I’m obsessed with thinking in maps: discovering and creating connections between ideas, adding nodes to a knowledge graph, finding patterns across distant areas of knowledge. However, the traditional way of exploring connections between research papers is fairly tedious: read the paper, scan the references, search for any relevant title, rinse and repeat. Connected Papers aims to shake things up.
Connected Papers is a tool for thought to help researchers and applied scientists find and explore papers relevant to their field of work in a visual way. You enter an origin paper, and they generate a graph. To achieve this, they analyse about 50,000 research papers, and select the ones with the strongest connections to the origin paper.
Created by Alex Tarnavsky, Eitan Eddie Smolyansky, and Itay Knaan Harpaz from Israel, Connected Papers started as a weekend side project. But when the three friends realised how useful it was in their own research, and how their friends and colleagues kept on asking to use it, they decided to release the tool for the public.
Some of the benefits of Connected Papers include:
- Getting a visual overview of a field of research. You will be able to see at a glance which papers are most popular in the field, as well as the various dynamics between areas of studies.
- Making sure you haven’t missed a key paper. This is especially useful in fields that constantly produce a large volume of new papers.
- Exploring relevant papers in a bi-directional manner. Connected Papers lets you discover the most important prior and derivative work in your area of interest.
The tool is currently completely free, and the three co-founders keep on adding new features to make it even more useful. If you want to give it a try, follow these instructions.
1. Enter an origin paper
On the home page, enter one of the options to identify your origin paper. You can use a DOI, the paper’s title, or the paper’s URL from arXiv, PubMed, or Semantic Scholar. Then click on “Build a graph.
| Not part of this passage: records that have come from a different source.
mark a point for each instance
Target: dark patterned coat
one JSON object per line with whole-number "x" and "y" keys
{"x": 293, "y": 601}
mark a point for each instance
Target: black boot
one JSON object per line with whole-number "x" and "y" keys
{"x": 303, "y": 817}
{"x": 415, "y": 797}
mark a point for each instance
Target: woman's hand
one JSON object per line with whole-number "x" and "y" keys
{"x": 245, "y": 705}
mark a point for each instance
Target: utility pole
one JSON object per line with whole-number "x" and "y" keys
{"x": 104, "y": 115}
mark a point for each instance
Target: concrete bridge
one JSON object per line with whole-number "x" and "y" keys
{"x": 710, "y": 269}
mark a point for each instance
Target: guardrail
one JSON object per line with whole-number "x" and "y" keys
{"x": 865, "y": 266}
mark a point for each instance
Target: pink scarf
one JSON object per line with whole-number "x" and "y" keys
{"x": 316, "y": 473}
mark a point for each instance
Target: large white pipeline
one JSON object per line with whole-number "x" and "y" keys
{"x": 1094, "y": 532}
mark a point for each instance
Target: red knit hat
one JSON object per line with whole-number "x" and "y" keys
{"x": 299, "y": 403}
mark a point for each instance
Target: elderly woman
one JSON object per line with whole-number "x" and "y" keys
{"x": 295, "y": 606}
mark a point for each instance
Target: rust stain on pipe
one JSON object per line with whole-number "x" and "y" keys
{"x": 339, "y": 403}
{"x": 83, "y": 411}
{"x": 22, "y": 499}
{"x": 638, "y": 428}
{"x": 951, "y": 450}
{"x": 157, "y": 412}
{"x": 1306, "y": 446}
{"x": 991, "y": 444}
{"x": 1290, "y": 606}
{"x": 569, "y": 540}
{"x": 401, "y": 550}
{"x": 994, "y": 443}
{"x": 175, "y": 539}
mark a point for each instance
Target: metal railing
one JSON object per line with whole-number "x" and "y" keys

For this tutorial, I used this paper, which can read more about here.
2. Read the graph
On the next page, you will be greeted by three panels. We’ll discuss the other panels later, but for now, let’s focus on the graph. Each node is a research paper related to the origin paper. Rather than a basic citation tree, the papers are arranged according to their similarity.
The size of a node represents the number of citations. The color of a node represents the publishing year—lighter is older. You will notice that highly similar papers have stronger connecting lines and tend to cluster together.
3. Explore the graph
You can scroll through papers in the left panel. Whenever you click on a paper there, it will be highlighted on the graph. You can also navigate the graph by clicking on specific nodes. Both options will update the right-side panel with more information about the selected paper.
Two buttons in the top left corner allow you to explore papers that are not included in the graph, but probably relevant to your topic of choice.
- Prior works. These are research papers that were most commonly cited by the papers included in the graph. It usually means that they are important seminal works for this field. Selecting a prior work will highlight all graph papers referencing it in the left-side panel, and selecting a graph paper will highlight all referenced prior work.
- Derivative works. These are research papers that cited many of the graph papers. It probably means they are either recent relevant works or surveys of the field. Similar to prior works, “selecting a derivative work will highlight all graph papers cited by it, and selecting a graph paper will highlight all derivative works citing it.”
If you find a paper particularly promising, you can click on “paper details” to open the link to the paper in a new window, or on “build a graph” to create a new graph based on this origin paper. Building the new graph can sometimes take a few seconds, but there will be a progress bar so you know how long to wait.
All of your graphs can be found in the top right corner of the tool, under “my graphs”.
Connected Papers is incredibly well designed, easy to use, and most importantly very helpful in exploring research paths of influence. I highly recommend giving it a try to build your mental atlas.
Update: Connected Papers is now supported on mobile browsers!